On ne peut s’empêcher de conclure en s’interrogeant sur le choix des études de cas. Puisque les facteurs organisationnels et les attitudes propres aux groupes rebelles comptent pour beaucoup dans le modèle qui nous est proposé dans cet ouvrage, des doutes viennent immanquablement à l’esprit du lecteur devant la comparaison de groupes rebelles à la structure très centralisée comme le spla soudanais ou encore le fmln salvadorien avec les différentes milices et autres groupes armés afghans qui ont émergé dans le contexte de l’éviction des talibans et qui ne forment pas une, mais des guérillas.

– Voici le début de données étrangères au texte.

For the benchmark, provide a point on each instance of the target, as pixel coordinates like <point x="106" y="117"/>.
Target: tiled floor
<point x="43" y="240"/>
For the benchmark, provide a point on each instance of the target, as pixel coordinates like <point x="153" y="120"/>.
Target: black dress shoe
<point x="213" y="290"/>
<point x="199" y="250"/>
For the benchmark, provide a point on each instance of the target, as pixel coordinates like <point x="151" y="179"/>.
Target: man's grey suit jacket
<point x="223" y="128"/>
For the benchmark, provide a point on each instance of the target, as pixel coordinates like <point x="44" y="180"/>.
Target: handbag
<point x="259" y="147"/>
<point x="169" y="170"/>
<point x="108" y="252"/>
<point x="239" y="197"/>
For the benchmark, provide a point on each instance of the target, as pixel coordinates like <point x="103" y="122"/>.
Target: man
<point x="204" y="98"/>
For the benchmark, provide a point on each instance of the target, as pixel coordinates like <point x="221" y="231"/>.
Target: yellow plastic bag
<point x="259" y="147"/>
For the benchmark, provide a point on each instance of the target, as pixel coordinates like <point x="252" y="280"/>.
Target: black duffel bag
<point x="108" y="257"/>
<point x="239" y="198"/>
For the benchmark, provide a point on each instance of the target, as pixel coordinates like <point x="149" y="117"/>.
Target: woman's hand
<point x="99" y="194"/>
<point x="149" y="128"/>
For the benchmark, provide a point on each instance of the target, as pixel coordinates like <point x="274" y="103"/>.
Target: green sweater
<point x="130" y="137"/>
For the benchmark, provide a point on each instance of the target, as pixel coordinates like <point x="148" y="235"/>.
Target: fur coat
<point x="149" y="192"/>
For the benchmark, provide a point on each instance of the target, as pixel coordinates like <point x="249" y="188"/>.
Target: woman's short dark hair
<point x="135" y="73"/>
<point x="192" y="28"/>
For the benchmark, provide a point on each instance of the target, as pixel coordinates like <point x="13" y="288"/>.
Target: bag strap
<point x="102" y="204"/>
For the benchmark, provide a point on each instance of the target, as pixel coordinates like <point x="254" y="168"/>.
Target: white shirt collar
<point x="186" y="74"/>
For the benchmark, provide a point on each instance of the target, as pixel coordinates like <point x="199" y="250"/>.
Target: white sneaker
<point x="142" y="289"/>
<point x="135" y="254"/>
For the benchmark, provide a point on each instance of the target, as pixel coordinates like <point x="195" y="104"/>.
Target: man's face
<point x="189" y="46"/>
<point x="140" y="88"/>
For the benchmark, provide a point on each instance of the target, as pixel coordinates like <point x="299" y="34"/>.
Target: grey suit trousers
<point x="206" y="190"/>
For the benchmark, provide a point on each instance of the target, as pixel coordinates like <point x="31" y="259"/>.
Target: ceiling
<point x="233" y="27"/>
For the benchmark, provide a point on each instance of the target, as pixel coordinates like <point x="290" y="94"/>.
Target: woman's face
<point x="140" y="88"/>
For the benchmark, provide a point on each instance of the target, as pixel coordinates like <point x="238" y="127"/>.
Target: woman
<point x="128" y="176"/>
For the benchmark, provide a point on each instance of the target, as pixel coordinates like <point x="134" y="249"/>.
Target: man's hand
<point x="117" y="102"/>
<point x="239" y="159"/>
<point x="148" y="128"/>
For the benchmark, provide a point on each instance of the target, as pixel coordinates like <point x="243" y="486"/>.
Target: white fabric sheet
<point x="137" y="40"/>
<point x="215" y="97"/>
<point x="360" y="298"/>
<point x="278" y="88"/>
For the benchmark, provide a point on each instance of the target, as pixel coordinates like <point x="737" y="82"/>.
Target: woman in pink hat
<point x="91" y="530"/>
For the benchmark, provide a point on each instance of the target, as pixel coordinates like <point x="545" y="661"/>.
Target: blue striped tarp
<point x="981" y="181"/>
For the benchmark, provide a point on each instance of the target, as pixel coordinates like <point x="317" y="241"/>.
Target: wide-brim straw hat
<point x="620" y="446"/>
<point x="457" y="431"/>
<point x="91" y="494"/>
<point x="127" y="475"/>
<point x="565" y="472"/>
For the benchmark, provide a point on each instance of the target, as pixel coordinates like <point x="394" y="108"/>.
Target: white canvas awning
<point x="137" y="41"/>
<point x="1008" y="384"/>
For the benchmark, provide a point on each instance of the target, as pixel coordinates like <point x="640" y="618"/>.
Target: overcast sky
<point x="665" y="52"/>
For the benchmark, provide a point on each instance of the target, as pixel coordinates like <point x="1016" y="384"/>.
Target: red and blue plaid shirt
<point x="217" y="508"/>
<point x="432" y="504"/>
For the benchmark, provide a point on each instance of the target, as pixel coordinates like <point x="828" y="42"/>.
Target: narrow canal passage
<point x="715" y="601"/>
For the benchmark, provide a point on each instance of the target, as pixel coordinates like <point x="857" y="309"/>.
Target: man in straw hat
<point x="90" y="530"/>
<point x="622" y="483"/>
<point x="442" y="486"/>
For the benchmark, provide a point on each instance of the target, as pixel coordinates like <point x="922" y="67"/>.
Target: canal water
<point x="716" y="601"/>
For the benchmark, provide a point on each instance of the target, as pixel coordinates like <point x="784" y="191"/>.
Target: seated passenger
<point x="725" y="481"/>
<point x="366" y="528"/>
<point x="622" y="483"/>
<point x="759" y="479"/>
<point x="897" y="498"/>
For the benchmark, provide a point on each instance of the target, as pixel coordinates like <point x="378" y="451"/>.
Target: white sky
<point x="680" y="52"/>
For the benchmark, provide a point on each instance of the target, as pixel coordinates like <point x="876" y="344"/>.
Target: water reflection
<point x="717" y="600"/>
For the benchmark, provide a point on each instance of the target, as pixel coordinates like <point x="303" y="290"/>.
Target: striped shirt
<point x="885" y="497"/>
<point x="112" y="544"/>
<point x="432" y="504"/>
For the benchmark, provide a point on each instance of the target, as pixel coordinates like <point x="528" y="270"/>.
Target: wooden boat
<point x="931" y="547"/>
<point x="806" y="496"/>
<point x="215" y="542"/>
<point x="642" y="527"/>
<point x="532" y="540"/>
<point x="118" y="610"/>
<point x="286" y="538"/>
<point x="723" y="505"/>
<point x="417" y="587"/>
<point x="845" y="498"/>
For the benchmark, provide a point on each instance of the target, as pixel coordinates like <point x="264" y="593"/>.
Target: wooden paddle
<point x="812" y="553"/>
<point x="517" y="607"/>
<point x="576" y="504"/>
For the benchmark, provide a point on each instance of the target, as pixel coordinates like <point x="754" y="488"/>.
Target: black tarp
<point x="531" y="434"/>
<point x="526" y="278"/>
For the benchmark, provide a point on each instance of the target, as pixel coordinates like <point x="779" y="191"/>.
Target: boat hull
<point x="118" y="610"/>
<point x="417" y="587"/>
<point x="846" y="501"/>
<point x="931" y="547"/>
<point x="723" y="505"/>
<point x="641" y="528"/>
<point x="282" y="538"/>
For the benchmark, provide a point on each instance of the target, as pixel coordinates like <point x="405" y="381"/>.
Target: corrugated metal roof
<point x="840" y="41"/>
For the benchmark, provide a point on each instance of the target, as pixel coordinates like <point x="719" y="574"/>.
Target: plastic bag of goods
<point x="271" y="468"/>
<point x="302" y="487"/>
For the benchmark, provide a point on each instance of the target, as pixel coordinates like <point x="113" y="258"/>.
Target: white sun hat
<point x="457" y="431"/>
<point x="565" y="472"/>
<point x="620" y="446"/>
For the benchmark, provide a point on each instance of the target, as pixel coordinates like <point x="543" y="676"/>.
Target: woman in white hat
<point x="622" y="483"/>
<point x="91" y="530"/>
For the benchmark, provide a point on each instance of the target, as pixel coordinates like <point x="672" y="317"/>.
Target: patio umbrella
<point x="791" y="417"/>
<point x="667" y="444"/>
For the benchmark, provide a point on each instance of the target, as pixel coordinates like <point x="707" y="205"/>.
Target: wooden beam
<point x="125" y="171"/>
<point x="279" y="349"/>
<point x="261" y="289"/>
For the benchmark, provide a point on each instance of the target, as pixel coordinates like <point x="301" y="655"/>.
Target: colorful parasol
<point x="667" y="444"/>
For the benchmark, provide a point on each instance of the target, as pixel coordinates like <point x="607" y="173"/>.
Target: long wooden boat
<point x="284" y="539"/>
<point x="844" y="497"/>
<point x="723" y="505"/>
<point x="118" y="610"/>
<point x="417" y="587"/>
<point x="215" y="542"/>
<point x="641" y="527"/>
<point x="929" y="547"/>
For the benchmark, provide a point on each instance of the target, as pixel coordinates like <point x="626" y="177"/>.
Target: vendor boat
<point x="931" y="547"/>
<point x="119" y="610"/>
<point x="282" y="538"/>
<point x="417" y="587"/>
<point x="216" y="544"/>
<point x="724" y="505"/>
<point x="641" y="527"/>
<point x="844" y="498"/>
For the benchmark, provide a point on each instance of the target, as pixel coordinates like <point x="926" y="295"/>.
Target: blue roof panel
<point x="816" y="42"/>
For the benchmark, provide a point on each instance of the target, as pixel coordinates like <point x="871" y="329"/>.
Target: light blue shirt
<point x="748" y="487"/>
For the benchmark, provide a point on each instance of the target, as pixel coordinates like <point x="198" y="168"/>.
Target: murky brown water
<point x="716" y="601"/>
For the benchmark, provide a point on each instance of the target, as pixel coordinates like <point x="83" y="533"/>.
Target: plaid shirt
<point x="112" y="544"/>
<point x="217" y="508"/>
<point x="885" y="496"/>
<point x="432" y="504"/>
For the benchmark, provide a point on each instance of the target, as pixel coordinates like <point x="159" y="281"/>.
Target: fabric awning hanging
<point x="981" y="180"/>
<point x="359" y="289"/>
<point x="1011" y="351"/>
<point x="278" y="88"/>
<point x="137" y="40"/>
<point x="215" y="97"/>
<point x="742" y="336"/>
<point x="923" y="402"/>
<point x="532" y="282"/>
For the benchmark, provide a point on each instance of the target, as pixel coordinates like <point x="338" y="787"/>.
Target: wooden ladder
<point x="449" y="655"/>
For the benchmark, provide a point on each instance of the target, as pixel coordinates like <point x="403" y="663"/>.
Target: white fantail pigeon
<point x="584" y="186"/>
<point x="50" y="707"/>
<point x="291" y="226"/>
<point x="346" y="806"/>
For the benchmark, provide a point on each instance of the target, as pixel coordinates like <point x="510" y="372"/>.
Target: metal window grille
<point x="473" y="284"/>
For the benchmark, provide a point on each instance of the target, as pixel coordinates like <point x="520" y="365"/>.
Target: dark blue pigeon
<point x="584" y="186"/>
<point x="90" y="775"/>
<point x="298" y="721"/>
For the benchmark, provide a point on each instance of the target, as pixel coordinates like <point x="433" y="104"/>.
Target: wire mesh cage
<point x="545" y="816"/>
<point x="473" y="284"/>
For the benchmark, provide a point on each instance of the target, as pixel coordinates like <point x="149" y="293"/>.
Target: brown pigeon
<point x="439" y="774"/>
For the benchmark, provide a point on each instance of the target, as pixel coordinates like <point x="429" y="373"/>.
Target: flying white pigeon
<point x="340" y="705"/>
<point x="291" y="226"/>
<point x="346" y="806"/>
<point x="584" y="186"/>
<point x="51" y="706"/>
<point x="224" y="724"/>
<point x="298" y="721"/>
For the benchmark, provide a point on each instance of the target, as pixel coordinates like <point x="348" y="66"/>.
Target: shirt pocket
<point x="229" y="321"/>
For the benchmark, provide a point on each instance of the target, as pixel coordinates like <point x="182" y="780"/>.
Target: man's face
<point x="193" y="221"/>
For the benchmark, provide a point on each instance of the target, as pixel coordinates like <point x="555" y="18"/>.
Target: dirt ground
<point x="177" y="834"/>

De plus, le choix de se pencher sur des groupes qui ont entamé, avec succès ou non, leur transition politique, mais qui n’ont pas accédé au pouvoir (à part le cas burundais), n’est pas justifié a priori.

Bien que plusieurs collaborateurs à l’ouvrage collectif aient publié antérieurement des études approfondies sur les régions qui y sont présentées, il n’en demeure pas moins que From Soldiers to Politicians finit par prendre un peu le ton d’une étude de consultants, avec des recommandations et des leçons pour chaque étude de cas, mais peu de réflexion soutenue sur les changements globaux qui ont marqué l’ère de l’après-guerre froide et qui ont permis ces transfigurations pacifiques. Cela est certainement attribuable à des choix éditoriaux et à un souci d’homogénéité, mais aussi à une délimitation extrêmement étroite du champ de recherche, qui pousse De Zeeuw à ne se positionner qu’à partir de la littérature traitant du destin politique des guérillas, assez pauvre par ailleurs, et à laisser de côté les travaux sur la constitution de la société civile ou des rapports entre civils et militaires dans les pays en développement. De même, la multiplicité des facteurs entrant en dernière analyse et le choix des exemples rendent le modèle théorique particulièrement élastique. Par exemple, la principale embûche à la transformation du spla soudanais reste sans conteste sa structure de leadership, alors que les Tigres tamouls et le Hamas sont ostracisés sur le plan international et peu susceptibles de susciter une implication de l’extérieur. Pour paraphraser les conclusions de De Zeeuw, il faut juste le bon dosage de réformisme interne et d’appui extérieur. Sans prédire que l’ouvrage fera école, il constituera néanmoins une bonne introduction aux problèmes de transition démocratique après les guerres civiles.